▲写真=キム・ジホ記者

 衝撃的な敗戦だ。相手が上手(うわて)だからではない。韓国の実力が恥ずかしいほど全く足りていなかったからだ。

 2026年FIFA(国際サッカー連盟)ワールドカップ(W杯)北中米大会に出場した韓国代表チームは25日のA組第3節、メキシコのモンテレイ・スタジアムで南アフリカに0-1で敗れた。南アフリカはFIFAランキング61位(6月22日現在)で、韓国(同23位)戦に出場した14人中、ヨーロッパのビッグ・リーグでプレーする選手は1人もいなかった。しかし、韓国はA組最弱とされる南アフリカからチャンス一つまともに得られず、後半18分に決勝ゴールを許してしまった。キャプテンのソン・フンミンを先発から外した洪明甫(ホン・ミョンボ)監督の「強気の一手」は結果的に「最悪の一手」となった。

 韓国はチェコ戦の勝利後、メキシコ(3勝)と南アフリカ(1勝1敗1分)に連続で敗れ、A組3位(1勝2敗)でグループリーグを終えた。48チームが出場した今回のW杯では、各グループ3位の12チームのうち8チームがベスト32に進出する。韓国はグループリーグが終了する28日まで、他のグループの試合結果を待たなければならない状況だ。 サッカー・ファンの間では「こんな実力でベスト32に進出することに何の意味があるのだろうか」と批判の声が上がっている。

 今回のW杯はいろいろと「好材料」が多かった。 まず、組分けが過去最高だった。ヨーロッパや南米の強豪をすべて避け、プレーオフを突破して出場を決めたチェコはヨーロッパ最弱チームと見なされていた。アフリカの国々の中でも最もくみしやすい南アフリカもいるということで、歓喜の声が上がった。
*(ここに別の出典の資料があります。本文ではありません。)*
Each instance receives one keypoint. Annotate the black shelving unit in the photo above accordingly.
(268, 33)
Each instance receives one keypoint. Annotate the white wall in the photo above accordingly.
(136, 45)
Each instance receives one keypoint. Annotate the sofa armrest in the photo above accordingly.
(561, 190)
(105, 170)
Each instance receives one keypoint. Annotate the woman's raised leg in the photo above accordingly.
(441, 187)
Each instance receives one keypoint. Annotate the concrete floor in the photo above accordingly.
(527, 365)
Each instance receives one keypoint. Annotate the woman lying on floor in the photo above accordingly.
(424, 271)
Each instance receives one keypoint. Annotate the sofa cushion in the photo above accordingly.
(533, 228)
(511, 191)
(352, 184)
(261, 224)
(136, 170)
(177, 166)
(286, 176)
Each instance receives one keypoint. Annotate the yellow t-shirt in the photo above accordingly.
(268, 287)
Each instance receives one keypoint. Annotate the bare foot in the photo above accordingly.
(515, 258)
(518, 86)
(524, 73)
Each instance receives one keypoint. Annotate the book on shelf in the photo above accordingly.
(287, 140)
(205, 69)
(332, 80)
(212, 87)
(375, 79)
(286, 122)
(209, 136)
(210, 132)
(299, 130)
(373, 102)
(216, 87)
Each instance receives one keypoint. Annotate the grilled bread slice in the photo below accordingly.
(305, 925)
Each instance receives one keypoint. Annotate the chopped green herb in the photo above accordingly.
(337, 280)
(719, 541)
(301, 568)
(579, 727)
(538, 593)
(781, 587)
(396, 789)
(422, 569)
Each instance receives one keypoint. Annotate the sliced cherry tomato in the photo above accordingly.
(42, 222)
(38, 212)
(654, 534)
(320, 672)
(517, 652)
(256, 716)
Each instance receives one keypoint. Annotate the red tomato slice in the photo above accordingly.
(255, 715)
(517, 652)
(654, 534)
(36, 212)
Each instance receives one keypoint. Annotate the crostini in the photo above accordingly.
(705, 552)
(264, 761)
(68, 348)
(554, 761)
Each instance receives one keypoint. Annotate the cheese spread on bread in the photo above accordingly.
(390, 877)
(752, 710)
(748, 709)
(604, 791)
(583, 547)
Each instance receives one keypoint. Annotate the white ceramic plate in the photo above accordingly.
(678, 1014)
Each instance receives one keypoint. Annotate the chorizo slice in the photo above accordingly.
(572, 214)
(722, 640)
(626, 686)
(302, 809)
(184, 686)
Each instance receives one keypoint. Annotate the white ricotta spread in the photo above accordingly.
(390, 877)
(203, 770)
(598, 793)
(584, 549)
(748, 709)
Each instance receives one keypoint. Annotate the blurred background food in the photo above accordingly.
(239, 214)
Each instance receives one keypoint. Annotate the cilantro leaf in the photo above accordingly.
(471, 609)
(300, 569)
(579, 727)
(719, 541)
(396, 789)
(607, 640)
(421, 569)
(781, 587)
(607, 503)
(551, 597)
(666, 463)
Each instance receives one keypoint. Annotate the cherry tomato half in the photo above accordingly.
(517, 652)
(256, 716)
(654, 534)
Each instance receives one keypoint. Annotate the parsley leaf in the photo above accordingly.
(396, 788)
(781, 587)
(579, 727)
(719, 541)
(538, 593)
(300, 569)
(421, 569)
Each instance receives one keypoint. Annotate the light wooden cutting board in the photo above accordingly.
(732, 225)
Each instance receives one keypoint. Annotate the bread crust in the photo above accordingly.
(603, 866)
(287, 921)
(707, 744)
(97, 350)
試合日程や移動距離も有利だった。海外組が19人も参加している韓国代表チームの顔ぶれも華やかだった。FWのソン・フンミン、中盤のイ・ガンイン、DFのキム・ミンジェが中心になり、2002年韓日共催W杯以来、最高の「黄金世代」と評された。

 ところが、韓国は自ら崩れてしまった。グループリーグの3試合では終始単調な攻撃を繰り返し、南アフリカにやられた。KBS解説者のパク・チャンハ氏は「W杯史上最悪の惨敗」「南アフリカに勝つつもりがあったのか、勝利のためにどんな戦術を用意したのか、全く分からない」と語った。